On our annual pilgrimage to the Peak District last week taking the bikes with us to make use of the numerous and growing provision of traffic free cycle ways. These are in the main old railway lines and therefore reasonably flat whilst taking in some of the loveliest scenery and all this under an hour and a half from Lincoln.
Our cottage this year was Pumpkin Cottage (www.pumpkincottage.com) in the delightful village of Youlgrave. Obviously our first piece of good luck was the weather which was exceptional for late March, so different to the way it is as I write, the Ashbourne to Buxton road is blocked with snow, last week it was shorts and tee shirts.
Youlgrave is a typical upland village, the houses really hem in the road in the centre so there is no parking outside. The owners of the cottage had an arrangement with the pub down the road, the Farmyard Inn, to park in their car park. This was our second piece of good news as, there being no parking fee it was only right to spend a little cash in the pub and this was no hardship as the beer was well kept and the food delicious, freshly prepared and using local produce some from the local butcher, which was also a find. The only downside was the current tenants of the pub are about to depart to pastures new but I give the website address in the hope standards don’t fall too far in the future but it’s a hard act to follow. It’s www.farmyardinn.co.uk.
The cottage was a delight too and we soon settled in, everything for a relaxing stay was provided, there was even a garden to sit in to enjoy the sun and we made ourselves at home, parking the bikes in the stone built shed which adjoined the house.
We’re no strangers to the area so set off for a favourite route, the Monsal Trail. Once part of the Derby to Manchester line this trail takes you through the wonderful scenery of Monsal Dale over a magnificent viaduct and through some newly re opened old railway tunnels which had been blocked off until recently. As is the case with a lot of these trails there are some businesses opening up along the route and some toilet provision too so it’s very civilised. At the halfway point (although you can carry on to a certain extent but not on the flat) we enjoyed an ice cream at Blackwell Mill Cottages. You can hire bikes here and also towards the other end of the trail, Hassop Station where there is a café and book store together with a car park. Plenty of diversions if you’re not a mad keen cyclist.

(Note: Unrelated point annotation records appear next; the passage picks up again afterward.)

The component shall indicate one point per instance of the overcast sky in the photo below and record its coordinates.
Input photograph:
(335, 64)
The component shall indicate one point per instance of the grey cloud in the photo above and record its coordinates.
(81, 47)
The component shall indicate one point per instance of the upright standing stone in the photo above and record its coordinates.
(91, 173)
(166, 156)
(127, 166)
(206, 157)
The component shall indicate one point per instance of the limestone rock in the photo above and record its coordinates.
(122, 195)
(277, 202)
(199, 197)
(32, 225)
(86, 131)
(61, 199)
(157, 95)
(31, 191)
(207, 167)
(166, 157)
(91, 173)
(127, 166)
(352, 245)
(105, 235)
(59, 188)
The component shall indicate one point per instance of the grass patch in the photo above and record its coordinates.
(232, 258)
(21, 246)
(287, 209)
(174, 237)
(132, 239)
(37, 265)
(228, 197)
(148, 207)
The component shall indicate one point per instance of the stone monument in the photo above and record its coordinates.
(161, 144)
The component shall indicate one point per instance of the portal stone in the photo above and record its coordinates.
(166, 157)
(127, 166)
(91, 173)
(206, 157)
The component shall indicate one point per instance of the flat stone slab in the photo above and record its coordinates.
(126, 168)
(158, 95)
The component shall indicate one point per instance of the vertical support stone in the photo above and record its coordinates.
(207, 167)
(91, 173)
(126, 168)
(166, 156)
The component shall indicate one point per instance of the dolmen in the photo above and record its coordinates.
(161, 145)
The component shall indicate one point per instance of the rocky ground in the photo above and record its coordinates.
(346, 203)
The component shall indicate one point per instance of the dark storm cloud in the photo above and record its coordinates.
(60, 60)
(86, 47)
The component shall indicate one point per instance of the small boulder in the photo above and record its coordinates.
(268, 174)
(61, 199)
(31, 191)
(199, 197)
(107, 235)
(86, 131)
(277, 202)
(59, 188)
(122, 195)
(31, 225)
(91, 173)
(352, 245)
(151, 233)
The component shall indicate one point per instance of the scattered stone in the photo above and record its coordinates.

Next day was the longest ride of the holiday, the Tissington Trail. We started at Ashbourne so as to be riding slightly uphill for the first part of the journey. It does have quite a pronounced slope given that it was a railway. We stopped for a picnic at Hartington before turning back down the gradient this time stopping off at Tissington a lovely village with a magnificent Hall featuring a tea room. This was the attraction and we enjoyed a restorative cuppa. You could allow enough time to visit the hall too but it was too early in the year for us, opening at Easter. There is bike hire at Ashbourne on this trail.
Next day, gluttons for punishment we visited the High Peak Trail a wonderfully remote and atmospheric ride. Once one of the oldest railway lines in the country it was built by canal engineers and so features slopes where the trains used to be hauled up by stationary engines. Being canny riders we avoided them and started at Minninglow which really is in the middle of nowhere. We made our way to Parsley Hay which is a very busy meeting point as the trail meets up with the Tissington trail near this point. There are toilets, shop, bike hire and a snack bar here together with a car park. It’s a mystery why a station was built here but it’s a very busy and sociable place. Just along the trail is a very pleasant pub serving excellent beer and food. It’s a convenient place to turn round and head back.
Thursday was a break from cycling, just like the Tour De France. We caught the train from Buxton to Manchester. A shoppers paradise so I’m informed. I headed for the Manchester Art Gallery.
Friday turned a bit cooler so we cycled from Bakewell on the Monsal Trail again, not with a great deal of conviction. A nice cup of tea at Hassop Station and we rode back to the end of the trail at Coomes Road viaduct back to Bakewell having negotiated one or two of those tunnels again. It looks like work is being done to extend the trail towards Haddon Hall. A wander around one of our favourite Derbyshire towns, the sun had warmed up by now. We bought a print of todays trail then headed home for a bath and fish and chips at the Farmyard.
This was a marvellous and reasonably priced holiday. The locals are friendly and welcoming. Our accommodation was of good quality and reasonably priced. I’d happily recommend any of the establishments noted.